Stata program to scan for personally identifiable information (PII)
This file will scan all .dta files within a directory and all of its subdirectories for potential PII. A list of potential PII is saved to pii_stata_output.xlsx.
Potential PII includes the following:
- Variables with names or labels containing any of the strings in the search strings list (see below)
- String variables with lengths greater than 3 (or the user-defined value)
- Encoded variables (i.e. those with value labels or those created with the "encode" command) where the value labels have lengths greater than 3
Note the .ado file can be used in place of the .do file if the user prefers.
address, bday, beneficiary, birth, block, census, child, city, community, compound, coord, country, degree, district, dob, daughter, email, father, fax, gender, gps, house, husband, lat, loc, location, lon, minute, mother, municipality, name, network, panchayat, parish, phone, precinct, school, second, sex, social, son, spouse, street, subcountry, territory, url, village, wife, zip
pii_scan "path of directory to scan" [, options]

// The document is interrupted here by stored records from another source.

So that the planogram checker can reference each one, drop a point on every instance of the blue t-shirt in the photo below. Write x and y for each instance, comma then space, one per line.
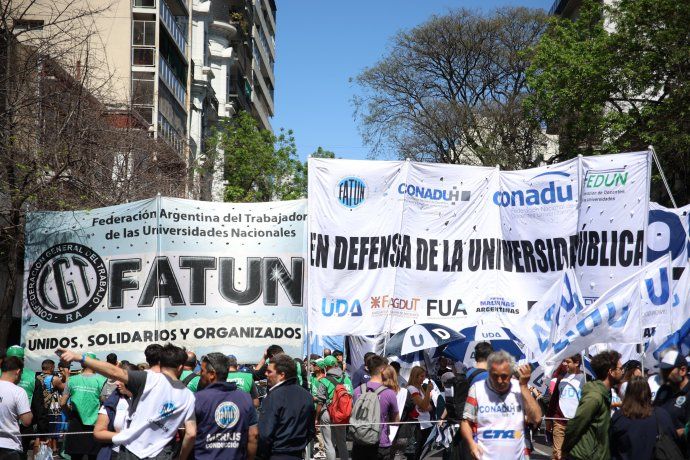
223, 417
479, 377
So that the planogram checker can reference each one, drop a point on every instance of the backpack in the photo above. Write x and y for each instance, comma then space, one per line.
366, 417
51, 398
461, 387
665, 448
340, 407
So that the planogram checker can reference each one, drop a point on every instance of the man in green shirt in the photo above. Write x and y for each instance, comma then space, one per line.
243, 380
83, 392
28, 379
188, 376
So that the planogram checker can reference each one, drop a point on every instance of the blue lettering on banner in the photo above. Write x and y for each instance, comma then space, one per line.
668, 227
340, 307
665, 289
550, 194
501, 434
351, 192
434, 194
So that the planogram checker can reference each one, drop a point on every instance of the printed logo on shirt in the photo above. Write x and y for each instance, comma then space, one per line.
499, 409
502, 434
66, 283
227, 414
167, 409
680, 400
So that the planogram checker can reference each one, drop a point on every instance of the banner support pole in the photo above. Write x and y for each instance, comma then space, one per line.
663, 176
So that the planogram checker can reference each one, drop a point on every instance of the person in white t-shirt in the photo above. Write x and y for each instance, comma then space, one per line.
14, 408
113, 415
496, 410
160, 405
564, 400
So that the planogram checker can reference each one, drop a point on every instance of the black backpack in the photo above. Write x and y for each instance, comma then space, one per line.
665, 448
461, 387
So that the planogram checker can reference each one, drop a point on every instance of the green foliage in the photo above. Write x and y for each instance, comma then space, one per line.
259, 165
617, 80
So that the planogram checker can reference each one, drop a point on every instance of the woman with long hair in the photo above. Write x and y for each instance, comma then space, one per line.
112, 417
636, 425
421, 395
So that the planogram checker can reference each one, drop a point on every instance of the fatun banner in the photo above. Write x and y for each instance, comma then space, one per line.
392, 243
209, 276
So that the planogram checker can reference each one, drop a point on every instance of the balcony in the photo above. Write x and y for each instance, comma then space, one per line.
167, 132
173, 29
168, 77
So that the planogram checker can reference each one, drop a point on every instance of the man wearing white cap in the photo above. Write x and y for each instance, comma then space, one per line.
673, 395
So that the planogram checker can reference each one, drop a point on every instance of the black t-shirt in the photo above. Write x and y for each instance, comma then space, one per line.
677, 405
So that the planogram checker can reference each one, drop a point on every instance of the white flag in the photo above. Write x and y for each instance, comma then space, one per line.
538, 328
616, 316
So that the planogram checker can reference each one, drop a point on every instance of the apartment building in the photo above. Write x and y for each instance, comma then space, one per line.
180, 64
233, 56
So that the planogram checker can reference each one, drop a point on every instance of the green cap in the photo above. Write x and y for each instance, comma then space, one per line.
15, 350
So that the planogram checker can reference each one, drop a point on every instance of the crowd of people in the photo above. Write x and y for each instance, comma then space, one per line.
178, 406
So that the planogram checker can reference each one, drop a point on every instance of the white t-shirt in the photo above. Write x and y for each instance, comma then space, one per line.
163, 406
499, 418
424, 418
13, 403
121, 412
654, 384
569, 393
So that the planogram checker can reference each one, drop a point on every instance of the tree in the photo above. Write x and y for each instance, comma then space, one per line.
61, 147
259, 166
451, 91
616, 79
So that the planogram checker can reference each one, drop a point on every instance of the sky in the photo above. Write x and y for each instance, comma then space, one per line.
322, 44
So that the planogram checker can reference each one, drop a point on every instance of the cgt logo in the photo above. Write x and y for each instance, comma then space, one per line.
351, 192
340, 307
387, 301
66, 283
550, 194
607, 178
502, 434
451, 196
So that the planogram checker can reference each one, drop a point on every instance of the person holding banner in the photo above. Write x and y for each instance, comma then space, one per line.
674, 395
564, 401
587, 433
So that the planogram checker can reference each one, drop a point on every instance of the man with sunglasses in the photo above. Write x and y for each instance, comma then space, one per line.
587, 434
189, 377
225, 416
674, 395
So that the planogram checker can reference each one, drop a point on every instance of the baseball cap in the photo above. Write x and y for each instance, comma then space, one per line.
16, 351
330, 361
672, 359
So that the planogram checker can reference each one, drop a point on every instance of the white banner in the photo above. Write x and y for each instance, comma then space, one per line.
617, 316
209, 276
392, 243
612, 219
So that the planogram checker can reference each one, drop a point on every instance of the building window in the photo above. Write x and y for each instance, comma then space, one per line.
143, 56
23, 25
142, 88
144, 3
143, 43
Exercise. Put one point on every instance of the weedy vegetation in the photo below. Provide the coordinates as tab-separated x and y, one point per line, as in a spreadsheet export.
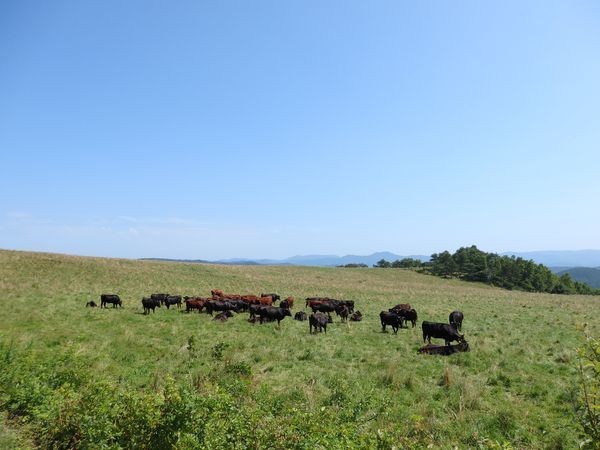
77	377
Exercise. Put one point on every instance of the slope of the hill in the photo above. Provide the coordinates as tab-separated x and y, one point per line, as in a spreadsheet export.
517	385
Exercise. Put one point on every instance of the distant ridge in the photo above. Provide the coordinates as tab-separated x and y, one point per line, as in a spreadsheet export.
587	275
305	260
562	258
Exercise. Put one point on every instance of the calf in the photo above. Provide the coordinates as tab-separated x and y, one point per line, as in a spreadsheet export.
110	298
318	322
443	331
392	319
343	312
456	318
150	304
271	313
301	316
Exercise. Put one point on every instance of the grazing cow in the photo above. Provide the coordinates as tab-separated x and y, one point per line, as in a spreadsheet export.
217	305
356	316
172	300
110	298
392	319
327	307
409	315
343	312
271	313
443	331
288	303
150	304
456	318
318	321
159	297
274	296
300	315
431	349
402	306
195	303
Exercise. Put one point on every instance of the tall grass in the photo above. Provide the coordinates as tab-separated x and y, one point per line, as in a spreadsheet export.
270	386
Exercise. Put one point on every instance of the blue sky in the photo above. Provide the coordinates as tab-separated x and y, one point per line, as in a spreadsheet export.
266	129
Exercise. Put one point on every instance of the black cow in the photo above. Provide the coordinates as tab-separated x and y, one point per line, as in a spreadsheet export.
318	321
443	331
110	298
223	316
409	315
275	297
285	304
456	318
300	315
392	319
150	304
431	349
356	316
160	297
216	305
343	312
271	313
172	300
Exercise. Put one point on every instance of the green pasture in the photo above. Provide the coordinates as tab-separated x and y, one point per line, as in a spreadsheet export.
517	387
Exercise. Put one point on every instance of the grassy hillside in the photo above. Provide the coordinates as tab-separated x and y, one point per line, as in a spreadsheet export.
284	388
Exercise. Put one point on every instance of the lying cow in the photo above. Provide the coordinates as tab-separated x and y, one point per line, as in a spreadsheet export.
150	304
443	331
300	315
223	316
356	316
271	313
318	322
195	303
110	298
456	318
275	297
409	315
392	319
431	349
172	300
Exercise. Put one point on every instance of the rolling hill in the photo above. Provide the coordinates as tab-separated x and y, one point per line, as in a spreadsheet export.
120	379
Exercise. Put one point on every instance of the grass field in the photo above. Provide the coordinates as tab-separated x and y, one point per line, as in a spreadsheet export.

- remove_search_list(string): remove strings from the search list
- add_search_list(string): add strings to the search list
- ignore_varname(string): do not flag variables with any of these strings in the variable name
- string_length(#): length of string variables to flag (default is 3)
- samples(#): number of samples to write to output file (default is 5)
pii_scan "C:/Documents/PII_Scan", remove_search_list(lat lon zip) add_search_list(q15) ignore_varname(Not_PII_Name) string_length(5) samples(10)
- remove_search_list(lat lon zip) removes lat, lon, and zip from list of strings to search for
- add_search_list(q15) adds q15 to list of strings to search for
- ignore_varname(Not_PII_Name) tells the program not to flag any variables with the string "Not_PII_Name" in the variable name (not sensitive to case)
- string_length(5) flags string variables with lengths greater than 5
- samples(10) writes 10 samples of the data to the output file instead of the default 5
The program saves pii_stata_output.xlsx to the working directory. The columns of this worksheet are:
- file: Path of the .dta file (excluding the directory to scan); if the variable is in multiple files then all are listed
- var: Variable name
- varlabel: Variable label
- most freq value: Most frequent value of the variable in the data
- uniquevalues: Number of unique values of the variable in the data
- totalobs: Number of observations of the variable
- firstreasonflagged: The first reason why the variable was flagged as potential PII
- samp1 - sampN: Samp1 is the first unique, non-missing value the variable takes, samp2 is the second, and so on. This is also useful for manually inspecting the output for true PII.
- Multiple_datasets: Whether the variable is found in multiple datasets in the directory (based on variable name and label).
Stata command "filelist" (running entire do-file will install it automatically)
Please use the issue tracker for all support requests.
See license file.
Special thanks to IPA for their How to Search Datasets for Personally Identifiable Information document which inspired this project.